15. L’article 24 de la directive 2006/123, intitulé «Communications commerciales des professions réglementées», figurant au chapitre V de ladite directive, dénommé «Qualité des services», dispose:

«1. Les États membres suppriment toutes les interdictions totales visant les communications commerciales des professions réglementées.

2. Les États membres veillent à ce que les communications commerciales faites par les professions réglementées respectent les règles professionnelles, conformes au droit communautaire, qui visent notamment l’indépendance, la dignité et l’intégrité de la profession ainsi que le secret professionnel, en fonction de la spécificité de chaque profession. Les règles professionnelles en matière de communications commerciales doivent être non discriminatoires, justifiées par une raison impérieuse d’intérêt général et proportionnées.»

16. Conformément à l’article 44, paragraphe 1, de la directive 2006/123, le délai de transposition de ladite directive a expiré le 28 décembre 2009.

Réglementation nationale

17. Le code de déontologie des professionnels de l’expertise comptable (ci-après le «code de déontologie») est annexé au décret
n° 2007-1387.

18. L’article 12 dudit code de déontologie énonce:

«I. – Il est interdit aux personnes mentionnées à l’article 1er d’effectuer toute démarche non sollicitée en vue de proposer leurs services à des tiers. Leur participation à des colloques, séminaires ou autres manifestations universitaires ou scientifiques est autorisée dans la mesure où elles ne se livrent pas, à cette occasion, à des actes assimilables à du démarchage.
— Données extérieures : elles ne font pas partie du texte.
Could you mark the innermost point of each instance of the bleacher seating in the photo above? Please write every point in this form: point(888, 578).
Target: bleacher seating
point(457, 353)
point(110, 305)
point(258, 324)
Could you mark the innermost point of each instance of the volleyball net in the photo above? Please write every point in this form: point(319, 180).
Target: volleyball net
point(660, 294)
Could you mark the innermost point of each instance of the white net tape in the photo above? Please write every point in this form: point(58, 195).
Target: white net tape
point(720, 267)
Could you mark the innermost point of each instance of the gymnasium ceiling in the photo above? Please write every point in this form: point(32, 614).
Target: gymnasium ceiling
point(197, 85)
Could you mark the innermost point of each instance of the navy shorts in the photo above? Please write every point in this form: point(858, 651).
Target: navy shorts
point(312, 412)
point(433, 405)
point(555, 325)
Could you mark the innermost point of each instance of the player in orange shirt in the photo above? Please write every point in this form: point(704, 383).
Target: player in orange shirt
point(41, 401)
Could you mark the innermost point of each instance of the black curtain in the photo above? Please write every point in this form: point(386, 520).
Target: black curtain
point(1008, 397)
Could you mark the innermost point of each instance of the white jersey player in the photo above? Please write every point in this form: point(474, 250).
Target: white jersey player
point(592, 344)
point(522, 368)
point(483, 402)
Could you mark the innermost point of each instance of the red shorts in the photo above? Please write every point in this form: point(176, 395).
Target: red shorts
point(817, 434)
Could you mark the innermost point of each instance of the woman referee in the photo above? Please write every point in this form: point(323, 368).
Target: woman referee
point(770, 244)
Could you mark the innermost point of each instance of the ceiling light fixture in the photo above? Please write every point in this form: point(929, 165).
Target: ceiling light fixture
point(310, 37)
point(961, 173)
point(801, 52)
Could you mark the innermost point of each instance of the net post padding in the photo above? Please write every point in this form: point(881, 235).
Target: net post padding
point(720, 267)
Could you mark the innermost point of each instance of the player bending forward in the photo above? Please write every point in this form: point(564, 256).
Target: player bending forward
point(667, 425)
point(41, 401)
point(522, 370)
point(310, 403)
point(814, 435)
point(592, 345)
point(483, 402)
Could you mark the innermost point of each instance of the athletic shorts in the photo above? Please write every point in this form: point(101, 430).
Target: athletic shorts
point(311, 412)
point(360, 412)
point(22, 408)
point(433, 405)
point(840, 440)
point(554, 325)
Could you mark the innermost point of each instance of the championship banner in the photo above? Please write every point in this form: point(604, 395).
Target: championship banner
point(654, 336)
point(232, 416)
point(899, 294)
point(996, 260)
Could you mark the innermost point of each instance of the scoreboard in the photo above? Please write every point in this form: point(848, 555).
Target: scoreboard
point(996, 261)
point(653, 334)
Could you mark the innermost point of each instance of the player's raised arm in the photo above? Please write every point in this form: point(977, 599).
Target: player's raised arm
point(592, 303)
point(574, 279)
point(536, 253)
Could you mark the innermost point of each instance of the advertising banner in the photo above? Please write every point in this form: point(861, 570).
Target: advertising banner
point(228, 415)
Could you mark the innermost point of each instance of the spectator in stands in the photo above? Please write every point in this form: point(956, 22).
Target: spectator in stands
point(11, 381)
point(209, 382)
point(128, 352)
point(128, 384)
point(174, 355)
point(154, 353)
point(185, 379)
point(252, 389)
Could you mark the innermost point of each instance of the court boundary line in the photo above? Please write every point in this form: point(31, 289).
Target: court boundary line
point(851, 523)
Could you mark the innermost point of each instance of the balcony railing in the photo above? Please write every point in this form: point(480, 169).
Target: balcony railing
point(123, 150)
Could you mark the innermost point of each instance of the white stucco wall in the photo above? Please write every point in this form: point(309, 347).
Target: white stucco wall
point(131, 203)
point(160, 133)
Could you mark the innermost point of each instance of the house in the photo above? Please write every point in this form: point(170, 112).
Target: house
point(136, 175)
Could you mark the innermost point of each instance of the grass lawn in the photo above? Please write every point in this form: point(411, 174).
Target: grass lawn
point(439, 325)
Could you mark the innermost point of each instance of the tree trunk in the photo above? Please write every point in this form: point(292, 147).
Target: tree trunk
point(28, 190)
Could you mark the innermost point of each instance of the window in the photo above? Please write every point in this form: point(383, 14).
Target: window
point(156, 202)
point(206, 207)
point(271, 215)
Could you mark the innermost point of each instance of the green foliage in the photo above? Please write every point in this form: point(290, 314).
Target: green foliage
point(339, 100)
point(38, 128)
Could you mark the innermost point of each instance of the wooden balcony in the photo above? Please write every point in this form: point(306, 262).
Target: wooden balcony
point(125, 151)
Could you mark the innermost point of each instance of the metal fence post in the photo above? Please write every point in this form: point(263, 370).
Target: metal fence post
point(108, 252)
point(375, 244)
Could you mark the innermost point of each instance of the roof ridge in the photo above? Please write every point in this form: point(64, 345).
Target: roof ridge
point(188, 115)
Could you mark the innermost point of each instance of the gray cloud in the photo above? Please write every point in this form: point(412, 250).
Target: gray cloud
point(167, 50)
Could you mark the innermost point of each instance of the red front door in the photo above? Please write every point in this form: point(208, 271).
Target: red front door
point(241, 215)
II. – Les actions de promotion sont permises aux personnes mentionnées à l’article 1er dans la mesure où elles procurent au public une information utile. Les moyens auxquels il est recouru à cet effet sont mis en œuvre avec discrétion, de façon à ne pas porter atteinte à l’indépendance, à la dignité et à l’honneur de la profession, pas plus qu’aux règles du secret professionnel et à la loyauté envers les clients et les autres membres de la profession. Lorsqu’elles présentent leur activité professionnelle à des tiers, par quelque moyen que ce soit, les personnes mentionnées à l’article 1er ne doivent adopter aucune forme d’expression qui soit de nature à compromettre la dignité de leur fonction ou...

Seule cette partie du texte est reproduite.